Research on permafrost and periglacial processes takes place at the Polar Research Institute and in university departments. The level of activity is about the same as before and the work involves close cooperation with foreign colleagues. Construction activities at Svalbard have been reduced in recent years. Greater involvement of Norwegian-based oil companies is, however, foreseen for the Barents Sea region. It is important to be prepared for this development. As part of this, the Norwegian Institute of Technology is offering education and research opportunities in permafrost technology.
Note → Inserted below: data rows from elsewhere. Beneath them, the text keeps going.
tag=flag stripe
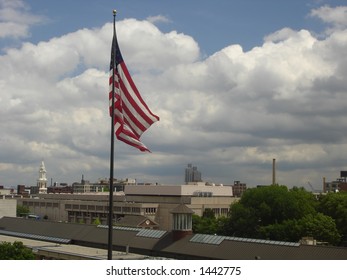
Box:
[109,33,159,151]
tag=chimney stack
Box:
[272,158,276,185]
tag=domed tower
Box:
[37,161,47,193]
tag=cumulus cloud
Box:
[0,3,347,190]
[0,0,44,38]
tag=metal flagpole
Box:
[107,10,117,260]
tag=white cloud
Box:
[0,2,347,189]
[310,5,347,28]
[0,0,45,38]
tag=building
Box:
[0,217,347,260]
[233,181,247,197]
[184,163,201,184]
[17,182,238,230]
[323,171,347,192]
[0,196,17,218]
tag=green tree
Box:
[318,192,347,246]
[93,218,101,226]
[192,209,228,234]
[222,185,340,244]
[259,213,340,245]
[298,213,341,245]
[0,241,35,260]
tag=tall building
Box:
[37,161,47,193]
[185,163,201,184]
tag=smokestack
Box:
[272,158,276,185]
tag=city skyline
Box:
[0,0,347,189]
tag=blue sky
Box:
[0,0,347,189]
[7,0,346,54]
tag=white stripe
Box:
[118,64,157,124]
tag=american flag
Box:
[109,35,159,152]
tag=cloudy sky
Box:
[0,0,347,189]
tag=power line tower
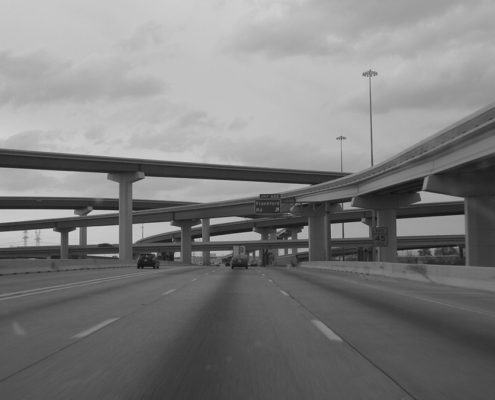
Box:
[34,229,41,246]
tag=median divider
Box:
[0,259,136,275]
[299,261,495,292]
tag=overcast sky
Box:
[0,0,495,245]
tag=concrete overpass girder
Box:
[423,171,495,267]
[351,193,421,263]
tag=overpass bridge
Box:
[0,235,465,259]
[0,103,495,266]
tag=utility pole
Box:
[363,69,378,166]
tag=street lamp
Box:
[363,69,378,261]
[337,136,346,172]
[363,69,378,166]
[337,135,346,261]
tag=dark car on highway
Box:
[230,256,248,269]
[138,253,160,268]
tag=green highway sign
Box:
[372,226,388,247]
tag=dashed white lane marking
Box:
[0,270,166,301]
[311,319,342,342]
[72,318,118,339]
[348,281,495,317]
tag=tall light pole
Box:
[363,69,378,261]
[363,69,378,166]
[337,135,346,261]
[337,135,346,172]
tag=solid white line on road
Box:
[311,319,342,342]
[72,318,118,339]
[346,280,495,317]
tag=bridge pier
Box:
[351,193,421,263]
[107,172,144,260]
[253,228,278,266]
[53,228,76,260]
[291,203,342,261]
[423,171,495,267]
[170,219,200,264]
[74,207,93,258]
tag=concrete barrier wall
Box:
[299,261,495,292]
[0,259,136,275]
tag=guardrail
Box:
[299,261,495,292]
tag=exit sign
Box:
[254,200,282,215]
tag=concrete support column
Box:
[464,196,495,267]
[170,219,200,264]
[291,203,342,261]
[53,228,76,260]
[74,207,93,258]
[423,171,495,267]
[376,208,397,263]
[290,227,303,256]
[108,172,144,260]
[351,193,421,263]
[308,215,328,261]
[268,229,278,265]
[253,228,277,267]
[201,218,210,265]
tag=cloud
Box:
[0,168,60,196]
[127,108,247,153]
[118,20,165,52]
[0,50,166,107]
[225,0,493,59]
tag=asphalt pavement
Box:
[0,266,495,400]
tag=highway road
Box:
[0,266,495,400]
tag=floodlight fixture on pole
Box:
[337,135,346,172]
[363,69,378,166]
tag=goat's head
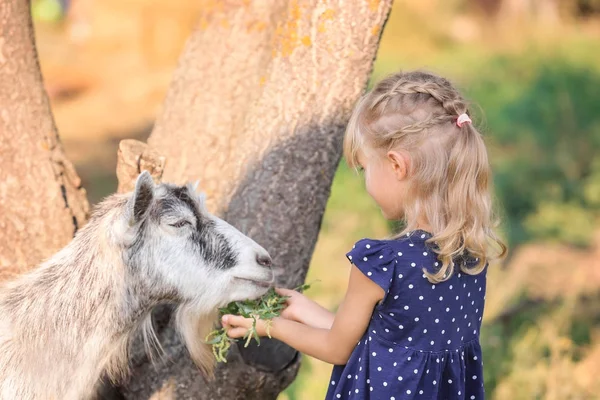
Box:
[112,172,273,373]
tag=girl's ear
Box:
[387,150,409,181]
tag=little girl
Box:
[222,71,506,400]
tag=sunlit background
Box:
[33,0,600,400]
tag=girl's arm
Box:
[222,266,385,365]
[276,289,335,329]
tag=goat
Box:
[0,172,273,400]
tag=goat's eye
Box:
[169,219,191,228]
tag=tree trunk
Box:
[122,0,391,400]
[0,0,89,280]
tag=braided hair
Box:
[344,71,506,282]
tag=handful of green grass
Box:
[205,284,310,362]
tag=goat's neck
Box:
[0,228,150,398]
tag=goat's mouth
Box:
[235,276,273,288]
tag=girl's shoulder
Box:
[348,230,432,261]
[346,231,433,290]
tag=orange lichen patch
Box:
[369,0,379,11]
[317,8,335,33]
[219,18,229,28]
[274,1,302,57]
[246,21,267,32]
[320,8,335,21]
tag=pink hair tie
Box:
[456,113,473,128]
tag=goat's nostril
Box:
[256,254,272,268]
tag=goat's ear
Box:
[130,171,154,223]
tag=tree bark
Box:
[0,0,89,280]
[122,0,391,400]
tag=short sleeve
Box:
[346,239,396,293]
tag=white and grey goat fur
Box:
[0,172,273,400]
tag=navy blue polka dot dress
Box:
[326,230,487,400]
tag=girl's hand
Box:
[221,315,268,339]
[275,288,335,329]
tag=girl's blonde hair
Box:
[344,71,506,282]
This is made possible through close cooperation with Canadian and Russian colleagues.

Norway has terminated publication of the journal Frost Action in Soils. Membership in IPA has thus become even more important to us, and we appreciate the information we receive through IPA in general and Frozen Ground in particular.

Prepared by Kaare Flaate

The annual meeting of the Council on Cryology was held in Pushchino, near Moscow, 20-24 April 1993 at the Institute of Soil and Photosynthesis of the Russian Academy of Sciences. At the plenary session eight papers were presented:

  • Development of the coastal area of the Arctic seas
  • Thermoabrasion of Arctic shores and decomposition of gas hydrates
  • Engineering-geocryological research in the central area of the Yamal Peninsula
  • Formation of the tundra soil cover in northeast Russia
  • Permafrost research in the Arctic territories to develop recommendations for survey and construction
  • Changes in the rate of thermoabrasion and thermodenudation in the coastal area of the Laptev Sea
  • Permafrost evolution and its monitoring by the contemporary global climate change
  • The dynamics of frozen shores in the shoal coastal area of the East Siberian Sea
  • International Circumpolar Permafrost Map (Russian part)
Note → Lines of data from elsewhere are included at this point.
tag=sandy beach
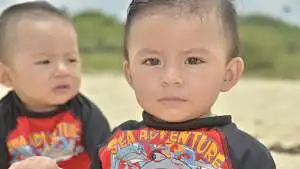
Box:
[0,74,300,169]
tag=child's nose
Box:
[55,62,69,75]
[162,66,184,87]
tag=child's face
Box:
[124,15,243,122]
[2,19,81,111]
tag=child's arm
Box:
[83,104,111,158]
[73,94,111,159]
[9,156,61,169]
[240,141,276,169]
[220,123,276,169]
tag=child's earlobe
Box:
[123,61,132,87]
[0,62,12,88]
[221,57,244,92]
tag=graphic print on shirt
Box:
[100,128,231,169]
[7,111,84,164]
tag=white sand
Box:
[0,74,300,169]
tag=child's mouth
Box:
[54,85,71,93]
[158,97,187,103]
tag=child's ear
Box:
[0,62,12,88]
[221,57,244,92]
[123,60,132,87]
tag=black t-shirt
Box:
[91,112,276,169]
[0,91,111,169]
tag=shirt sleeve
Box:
[83,101,111,157]
[73,95,111,158]
[0,116,9,169]
[221,123,276,169]
[239,141,276,169]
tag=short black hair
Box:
[0,1,73,62]
[123,0,241,60]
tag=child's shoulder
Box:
[112,120,142,133]
[0,91,14,118]
[219,123,276,169]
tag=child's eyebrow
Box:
[136,48,159,56]
[182,48,212,55]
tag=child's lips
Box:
[54,84,71,93]
[158,97,187,103]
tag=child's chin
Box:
[154,112,196,123]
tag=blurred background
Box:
[0,0,300,169]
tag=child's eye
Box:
[143,58,161,66]
[184,57,204,65]
[68,59,77,63]
[36,60,50,65]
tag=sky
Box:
[0,0,300,26]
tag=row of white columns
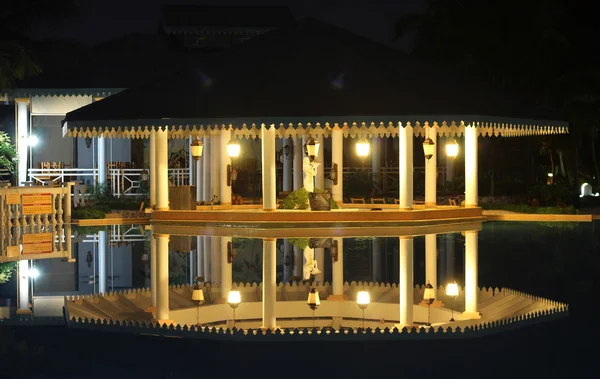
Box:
[143,126,478,211]
[146,231,480,329]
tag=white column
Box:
[156,129,169,211]
[294,246,304,278]
[465,125,478,207]
[293,137,304,191]
[187,136,195,186]
[149,128,158,207]
[372,238,383,283]
[14,98,29,186]
[150,236,158,310]
[331,128,344,205]
[220,129,231,206]
[260,126,277,211]
[98,230,108,293]
[262,238,277,329]
[283,138,294,191]
[371,137,382,188]
[204,236,212,282]
[154,234,169,322]
[328,237,344,300]
[283,238,294,283]
[98,137,108,186]
[463,231,481,319]
[425,234,438,299]
[399,237,414,326]
[211,237,220,283]
[196,148,205,204]
[446,233,456,282]
[210,134,221,201]
[219,237,233,301]
[17,260,31,314]
[202,135,212,203]
[425,128,439,208]
[315,247,325,284]
[398,125,413,210]
[196,236,204,278]
[315,134,325,190]
[444,136,455,182]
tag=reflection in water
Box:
[0,223,597,327]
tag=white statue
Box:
[303,247,321,280]
[302,157,321,192]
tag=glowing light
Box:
[227,140,241,158]
[446,282,458,296]
[446,139,458,158]
[356,139,371,157]
[356,291,371,308]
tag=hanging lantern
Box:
[190,137,204,161]
[306,287,321,311]
[423,282,435,304]
[227,241,238,263]
[446,282,458,297]
[446,138,458,158]
[306,137,320,162]
[192,283,204,306]
[329,163,337,186]
[423,137,435,160]
[356,138,371,158]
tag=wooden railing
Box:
[0,182,73,228]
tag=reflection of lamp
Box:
[356,138,371,158]
[329,163,337,186]
[192,278,204,327]
[329,240,339,263]
[227,241,238,263]
[356,291,371,330]
[190,137,204,161]
[227,164,237,187]
[142,250,148,263]
[446,282,458,322]
[423,281,435,326]
[306,137,320,162]
[423,137,435,160]
[446,138,458,158]
[227,289,242,329]
[306,287,321,328]
[227,129,241,158]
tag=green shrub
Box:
[279,188,309,209]
[0,262,17,284]
[480,203,577,214]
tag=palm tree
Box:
[0,131,17,175]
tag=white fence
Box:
[29,168,190,197]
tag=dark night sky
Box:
[32,0,423,47]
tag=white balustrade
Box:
[26,168,190,199]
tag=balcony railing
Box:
[29,168,190,197]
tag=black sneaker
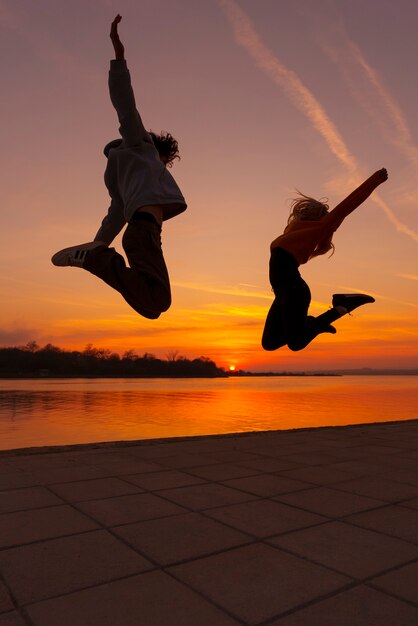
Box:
[332,293,375,313]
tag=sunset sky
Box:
[0,0,418,371]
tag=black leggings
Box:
[261,248,340,351]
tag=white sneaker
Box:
[51,241,105,267]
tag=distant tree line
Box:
[0,341,227,378]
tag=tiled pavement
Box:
[0,421,418,626]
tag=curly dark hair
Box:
[149,131,180,167]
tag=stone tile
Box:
[50,478,143,502]
[269,586,418,626]
[379,466,418,486]
[275,487,384,517]
[280,465,357,485]
[203,449,257,463]
[371,562,418,604]
[0,580,15,613]
[0,530,154,604]
[159,483,254,511]
[82,458,164,477]
[34,465,127,485]
[159,454,220,469]
[27,572,238,626]
[350,443,403,457]
[7,452,82,472]
[0,611,27,626]
[113,513,251,566]
[344,505,418,544]
[123,465,207,491]
[241,457,300,472]
[69,448,133,465]
[169,544,349,624]
[402,498,418,509]
[223,474,310,498]
[188,463,259,481]
[205,500,327,538]
[269,522,418,578]
[78,493,184,526]
[0,471,39,492]
[0,505,97,548]
[0,487,63,514]
[284,444,340,465]
[334,476,418,502]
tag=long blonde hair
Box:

At the special sessions, about 70 papers on general and engineering geocryology (physics and chemistry of frozen soil, hydrology, linear construction, underground water, ecology, and environmental protection) were discussed.

An international seminar on "Protection of Construction Against Frost Heaving" was held in Chita, Siberia, 27-29 September 1993 at the Chita Department of the Permafrost Institute.

Prepared by Nikolai Grave

The Adhering Body is small, but active. Work has been undertaken in the Antarctic, the Drakensberg Mountains, and the mountains of the Western Cape. The first meeting of the "Southern African Permafrost Group" (SAPG) was held in April 1993 at the University of the Western Cape, and a field session was held in the mountains of that area. A Bibliography of Research on Periglacial Geomorphology in Southern Africa was compiled by Jan Boelhouwers. Papers on related topics were presented at the International Permafrost Conference in Beijing, the International Association of Geomorphologists meeting in Hamilton, and the local SASQUA meeting in Kimberley. Cooperative work with colleagues in Caen, France, was initiated. An attempt is being made to interest the world community in the cryogenic questions of the Southern Hemisphere and to broaden the local membership of the SAPG, which includes: President: Kevin Hall (University of Natal); Secretary: Patricia Hanvey University of Witwatersrand); President-Elect: Jan Boelhouwers (University of the Western Cape).

Prepared by Kevin Hall

At the Council meeting in 1993 in Beijing, China, the Spanish National Permafrost Committee became an official member of the International Permafrost Association. The committee currently consists of 28 scientists that are representative of Spanish research in the field of permafrost and geocryology. The members are from different universities and research institutes in Spain, e.g. Madrid, Barcelona, Zaragoza, Santander, Sevilla, LaLaguna (Tenerife), AlcalA, Jaca Huesca. The committee elected Professor David Palacios, Universidad Computense, Madrid, as its chairman. The IPA Committee plans to meet in June 1994 to establish its organization and plans.

Committee members are conducting permafrost studies in several Spanish mountain ranges (Pyrenees, Cordillera Cantabrica, Sistema Central, Sierra Nevada and Teide Volcano). Some Spanish teams are also working abroad, e.g. in the Mexican stratovolcanoes, the South American Andes, and Antarctica.